How to Build an Inference API using Hugging Face Diffusers and FastAPI

Updated on July 25, 2024
How to Build an Inference API using Hugging Face Diffusers and FastAPI header image

Introduction

The Hugging Face Diffusers library offers access to pre-trained diffusion models in the form of prepackaged pipelines with tools to build and train models. It also includes different core neural network models used as building blocks to create new pipelines.

FastAPI is a Python web framework used to build APIs and web applications. It supports modern Python features such as type hints and async that make it fast and efficient. In addition, it uses the Asynchronous Server Gateway Interface (ASGI) standard for asynchronous, concurrent connectivity with clients, and can integrate with WSGI when needed.

This guide describes how you can build an Inference API using Hugging Face Diffusers and FastAPI on a Vultr NVIDIA A100 Cloud GPU server. You are to execute each of the building steps and have a functional inference API that utilizes the pre-trained Stable Diffusion 2.1 model. This process involves leveraging the capabilities of FastAPI for efficient implementation.

Prerequisites

Before you begin:

API Inference Overview

API inference is the process of deploying and executing a model on new data to generate a specific output without implementing the full model. To serve a model to users over the internet, you need to build an inference API and deploy the model to a production environment.

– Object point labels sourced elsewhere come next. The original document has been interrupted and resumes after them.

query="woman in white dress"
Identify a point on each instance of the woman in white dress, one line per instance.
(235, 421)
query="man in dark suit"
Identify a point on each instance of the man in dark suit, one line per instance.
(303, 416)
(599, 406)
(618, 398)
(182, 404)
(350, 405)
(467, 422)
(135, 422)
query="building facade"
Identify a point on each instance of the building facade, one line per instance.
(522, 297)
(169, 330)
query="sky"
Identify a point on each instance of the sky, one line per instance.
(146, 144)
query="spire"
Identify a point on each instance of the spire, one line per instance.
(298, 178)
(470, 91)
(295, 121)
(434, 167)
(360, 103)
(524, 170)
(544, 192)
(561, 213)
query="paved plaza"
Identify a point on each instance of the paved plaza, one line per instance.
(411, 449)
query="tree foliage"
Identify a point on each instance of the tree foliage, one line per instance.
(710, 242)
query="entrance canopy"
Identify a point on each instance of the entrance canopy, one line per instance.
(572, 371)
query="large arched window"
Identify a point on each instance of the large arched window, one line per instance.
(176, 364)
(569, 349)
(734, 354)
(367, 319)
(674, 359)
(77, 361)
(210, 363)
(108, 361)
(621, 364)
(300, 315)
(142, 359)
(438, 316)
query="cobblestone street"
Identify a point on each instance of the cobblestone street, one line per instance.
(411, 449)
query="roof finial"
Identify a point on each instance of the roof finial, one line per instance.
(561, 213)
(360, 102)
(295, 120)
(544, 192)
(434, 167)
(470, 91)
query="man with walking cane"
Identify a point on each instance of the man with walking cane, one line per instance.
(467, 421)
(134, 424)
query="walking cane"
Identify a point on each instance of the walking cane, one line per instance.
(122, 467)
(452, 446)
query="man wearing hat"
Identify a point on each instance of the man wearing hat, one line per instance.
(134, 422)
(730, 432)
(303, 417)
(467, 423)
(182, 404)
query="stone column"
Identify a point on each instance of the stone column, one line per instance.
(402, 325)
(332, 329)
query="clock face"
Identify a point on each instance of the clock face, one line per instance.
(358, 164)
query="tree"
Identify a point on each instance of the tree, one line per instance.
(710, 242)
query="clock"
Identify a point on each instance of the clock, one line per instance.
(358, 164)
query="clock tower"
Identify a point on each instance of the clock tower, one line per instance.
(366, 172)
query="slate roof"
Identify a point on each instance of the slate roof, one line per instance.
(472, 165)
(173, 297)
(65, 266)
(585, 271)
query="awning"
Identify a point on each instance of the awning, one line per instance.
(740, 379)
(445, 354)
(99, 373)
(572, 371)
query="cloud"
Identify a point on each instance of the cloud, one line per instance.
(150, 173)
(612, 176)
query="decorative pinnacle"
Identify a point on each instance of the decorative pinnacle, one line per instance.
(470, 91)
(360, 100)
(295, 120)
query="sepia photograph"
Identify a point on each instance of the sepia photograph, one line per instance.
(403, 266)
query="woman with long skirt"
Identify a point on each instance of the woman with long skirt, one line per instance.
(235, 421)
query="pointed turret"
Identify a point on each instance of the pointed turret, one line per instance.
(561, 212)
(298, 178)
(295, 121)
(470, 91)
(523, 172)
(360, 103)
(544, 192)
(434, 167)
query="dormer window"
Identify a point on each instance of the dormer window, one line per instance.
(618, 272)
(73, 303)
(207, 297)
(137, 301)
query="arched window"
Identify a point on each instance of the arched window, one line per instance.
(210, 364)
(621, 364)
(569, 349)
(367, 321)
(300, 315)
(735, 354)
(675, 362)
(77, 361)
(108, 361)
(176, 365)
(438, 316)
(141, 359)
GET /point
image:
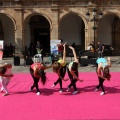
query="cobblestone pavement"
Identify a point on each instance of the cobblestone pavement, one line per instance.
(115, 60)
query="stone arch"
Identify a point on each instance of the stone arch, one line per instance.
(33, 14)
(110, 34)
(38, 30)
(79, 26)
(78, 14)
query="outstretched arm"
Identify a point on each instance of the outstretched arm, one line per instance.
(74, 53)
(64, 51)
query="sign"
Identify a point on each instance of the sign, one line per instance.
(1, 49)
(54, 47)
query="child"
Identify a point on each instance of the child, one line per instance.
(59, 68)
(5, 75)
(102, 72)
(73, 72)
(37, 73)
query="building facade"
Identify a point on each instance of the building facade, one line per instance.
(24, 22)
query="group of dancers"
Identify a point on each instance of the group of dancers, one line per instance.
(37, 71)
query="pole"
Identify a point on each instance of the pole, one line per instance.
(94, 32)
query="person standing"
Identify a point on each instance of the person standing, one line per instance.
(103, 74)
(5, 76)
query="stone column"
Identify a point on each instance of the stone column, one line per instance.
(55, 22)
(19, 30)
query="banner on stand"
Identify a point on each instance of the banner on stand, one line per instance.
(54, 47)
(1, 49)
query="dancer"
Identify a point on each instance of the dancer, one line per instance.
(37, 73)
(102, 70)
(5, 76)
(73, 72)
(59, 68)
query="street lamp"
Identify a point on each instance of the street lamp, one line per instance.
(94, 19)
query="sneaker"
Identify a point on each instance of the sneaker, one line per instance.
(5, 94)
(53, 86)
(38, 93)
(96, 89)
(68, 89)
(75, 92)
(102, 93)
(60, 91)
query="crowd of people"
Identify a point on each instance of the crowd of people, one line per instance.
(37, 71)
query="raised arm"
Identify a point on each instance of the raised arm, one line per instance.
(64, 51)
(74, 53)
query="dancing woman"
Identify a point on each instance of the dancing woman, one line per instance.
(59, 68)
(103, 72)
(5, 76)
(73, 72)
(37, 73)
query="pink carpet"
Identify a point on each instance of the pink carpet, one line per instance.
(51, 105)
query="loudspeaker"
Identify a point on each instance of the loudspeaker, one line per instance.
(16, 60)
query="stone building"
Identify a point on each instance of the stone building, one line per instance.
(24, 22)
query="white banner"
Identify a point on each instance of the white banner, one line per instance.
(54, 47)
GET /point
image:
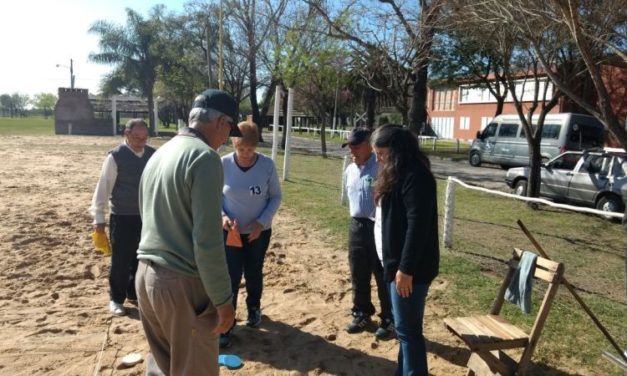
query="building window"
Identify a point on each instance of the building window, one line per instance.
(464, 123)
(442, 99)
(485, 121)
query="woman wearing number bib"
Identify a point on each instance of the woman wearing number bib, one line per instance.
(252, 196)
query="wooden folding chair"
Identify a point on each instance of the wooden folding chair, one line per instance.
(487, 336)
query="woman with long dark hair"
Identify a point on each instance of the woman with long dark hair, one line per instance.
(406, 233)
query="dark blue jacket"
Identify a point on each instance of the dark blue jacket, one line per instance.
(410, 226)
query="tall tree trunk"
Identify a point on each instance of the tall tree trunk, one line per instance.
(371, 102)
(151, 111)
(418, 110)
(500, 102)
(535, 161)
(284, 93)
(323, 137)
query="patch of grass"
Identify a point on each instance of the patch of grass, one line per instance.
(484, 235)
(28, 126)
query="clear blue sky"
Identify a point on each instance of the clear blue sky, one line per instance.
(36, 35)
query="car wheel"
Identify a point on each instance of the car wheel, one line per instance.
(520, 189)
(610, 203)
(475, 159)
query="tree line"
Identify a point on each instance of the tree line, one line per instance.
(351, 56)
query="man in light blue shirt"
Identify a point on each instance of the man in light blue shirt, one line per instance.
(359, 179)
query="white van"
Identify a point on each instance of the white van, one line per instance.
(503, 141)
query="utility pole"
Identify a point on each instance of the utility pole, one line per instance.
(72, 74)
(209, 75)
(221, 49)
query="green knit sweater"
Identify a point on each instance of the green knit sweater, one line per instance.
(180, 198)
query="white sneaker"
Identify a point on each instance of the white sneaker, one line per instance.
(117, 308)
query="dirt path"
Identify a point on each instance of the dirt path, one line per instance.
(53, 286)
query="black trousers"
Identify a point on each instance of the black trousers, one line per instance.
(364, 262)
(125, 232)
(248, 260)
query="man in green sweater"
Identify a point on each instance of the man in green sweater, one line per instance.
(183, 286)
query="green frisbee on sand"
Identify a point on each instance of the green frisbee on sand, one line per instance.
(229, 361)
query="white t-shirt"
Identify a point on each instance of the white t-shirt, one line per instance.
(378, 233)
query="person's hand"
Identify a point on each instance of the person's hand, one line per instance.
(228, 224)
(404, 286)
(226, 317)
(254, 229)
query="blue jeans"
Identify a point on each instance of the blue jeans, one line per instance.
(408, 315)
(248, 261)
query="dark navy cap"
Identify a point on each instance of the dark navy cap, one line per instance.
(220, 101)
(357, 136)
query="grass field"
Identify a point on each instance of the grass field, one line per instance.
(591, 248)
(26, 126)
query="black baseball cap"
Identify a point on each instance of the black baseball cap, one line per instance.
(357, 136)
(220, 101)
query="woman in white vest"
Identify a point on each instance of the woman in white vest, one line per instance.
(252, 196)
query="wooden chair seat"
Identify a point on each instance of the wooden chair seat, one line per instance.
(488, 335)
(489, 332)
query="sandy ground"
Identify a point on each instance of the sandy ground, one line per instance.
(54, 292)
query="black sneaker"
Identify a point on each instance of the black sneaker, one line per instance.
(254, 317)
(385, 329)
(359, 323)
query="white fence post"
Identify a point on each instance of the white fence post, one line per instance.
(449, 212)
(156, 115)
(288, 131)
(343, 191)
(113, 115)
(275, 123)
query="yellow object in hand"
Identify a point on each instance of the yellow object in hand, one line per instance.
(101, 242)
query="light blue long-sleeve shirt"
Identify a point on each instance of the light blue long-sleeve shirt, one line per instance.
(359, 186)
(253, 195)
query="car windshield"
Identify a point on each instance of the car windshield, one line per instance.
(620, 167)
(566, 161)
(596, 164)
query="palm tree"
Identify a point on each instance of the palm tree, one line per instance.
(135, 52)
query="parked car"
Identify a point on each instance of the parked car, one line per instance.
(590, 178)
(503, 141)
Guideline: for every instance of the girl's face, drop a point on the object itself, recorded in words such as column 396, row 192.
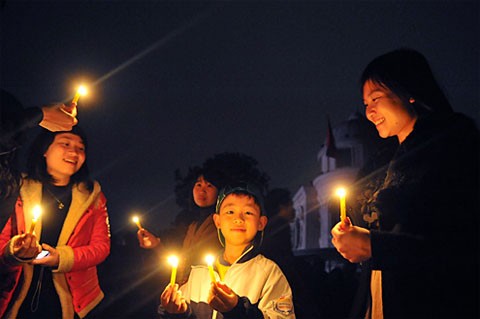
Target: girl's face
column 239, row 219
column 64, row 157
column 387, row 111
column 204, row 193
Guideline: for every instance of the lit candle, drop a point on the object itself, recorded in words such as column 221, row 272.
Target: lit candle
column 341, row 192
column 136, row 220
column 82, row 90
column 210, row 259
column 173, row 261
column 37, row 211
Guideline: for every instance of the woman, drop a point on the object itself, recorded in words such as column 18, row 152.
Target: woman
column 424, row 252
column 194, row 228
column 73, row 229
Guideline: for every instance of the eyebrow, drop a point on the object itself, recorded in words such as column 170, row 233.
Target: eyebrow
column 69, row 138
column 248, row 205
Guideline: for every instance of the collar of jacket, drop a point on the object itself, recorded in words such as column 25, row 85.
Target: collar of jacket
column 249, row 253
column 31, row 194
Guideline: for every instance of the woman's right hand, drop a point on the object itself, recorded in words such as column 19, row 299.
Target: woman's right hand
column 146, row 239
column 172, row 300
column 26, row 246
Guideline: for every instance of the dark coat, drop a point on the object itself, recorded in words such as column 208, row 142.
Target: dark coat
column 427, row 242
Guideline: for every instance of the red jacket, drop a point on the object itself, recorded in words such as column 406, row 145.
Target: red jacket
column 83, row 243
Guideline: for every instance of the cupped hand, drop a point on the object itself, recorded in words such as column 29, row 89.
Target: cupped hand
column 26, row 246
column 52, row 260
column 352, row 242
column 172, row 300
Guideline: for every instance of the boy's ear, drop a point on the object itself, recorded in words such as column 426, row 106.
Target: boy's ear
column 262, row 222
column 216, row 220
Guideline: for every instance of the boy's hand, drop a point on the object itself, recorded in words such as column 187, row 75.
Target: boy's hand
column 172, row 300
column 221, row 297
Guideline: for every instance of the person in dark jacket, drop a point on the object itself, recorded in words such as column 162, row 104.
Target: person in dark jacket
column 423, row 245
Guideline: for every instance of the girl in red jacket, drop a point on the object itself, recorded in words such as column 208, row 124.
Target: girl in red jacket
column 73, row 230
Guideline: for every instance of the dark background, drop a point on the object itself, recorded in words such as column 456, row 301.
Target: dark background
column 173, row 83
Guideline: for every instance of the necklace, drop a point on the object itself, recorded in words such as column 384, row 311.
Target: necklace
column 60, row 204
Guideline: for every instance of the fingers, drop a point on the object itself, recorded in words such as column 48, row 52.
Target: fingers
column 172, row 300
column 26, row 246
column 48, row 247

To build an inference API, you need:

  • An AI model, such as a pre-trained or fine-tuned model
  • A web framework to build and serve APIs
  • A system configured to accept and serve requests over the internet

Set Up the FastAPI Environment

To efficiently use FastAPI, create a Python virtual environment, install the necessary dependencies, and the Fast API Python framework to build your API application as described in the steps below.

  1. Install the Python virtual environment package

     $ sudo apt install python3-venv
  2. Create a new Python virtual environment for your project

     $ python3 -m venv venv

    A virtual environment is a Python tool for dependency management and project isolation. Each project can have any locally installed packages in an isolated directory.

  3. Enter the virtual environment

     $ source venv/bin/activate
  4. Install the torch and torchvision packages

     (venv) $ pip install torch torchvision --index-url https://download.pytorch.org/whl/cu118

    The above command installs the PyTorch module with its dependencies torch and torchvision. The --index-url flag installs a specific package index for the PyTorch-compatible module with the required CUDA version. To install the latest version, visit the PyTorch installation page.

  5. Install the required dependencies

     (venv) $ pip install diffusers transformers accelerate

    Below are the installed dependency packages:

    • Transformer: These are pre-trained models used for Natural Language Processing (NLP), Named Entity Recognition (NER), machine translation, and sentiment analysis
    • Diffusers: Provides the tools for building and training diffusion models. It also includes many different core neural network models used as building blocks to create new pipelines
    • Accelerate: Enables PyTorch to run across any distributed configuration. It leverages accelerators such as GPUs and TPUs to improve efficiency, scalability, and speed up NLP workflows
  6. Install the fastapi, gunicorn, and uvicorn packages

     (venv) $ pip install fastapi gunicorn uvicorn

    Below are the installed packages:

    • gunicorn: Python-based HTTP server based on the Web Server Gateway Interface (WSGI) standard to serve the API,
    • uvicorn: to handle asynchronous applications based on the Asynchronous Server Gateway Interface (ASGI) standard.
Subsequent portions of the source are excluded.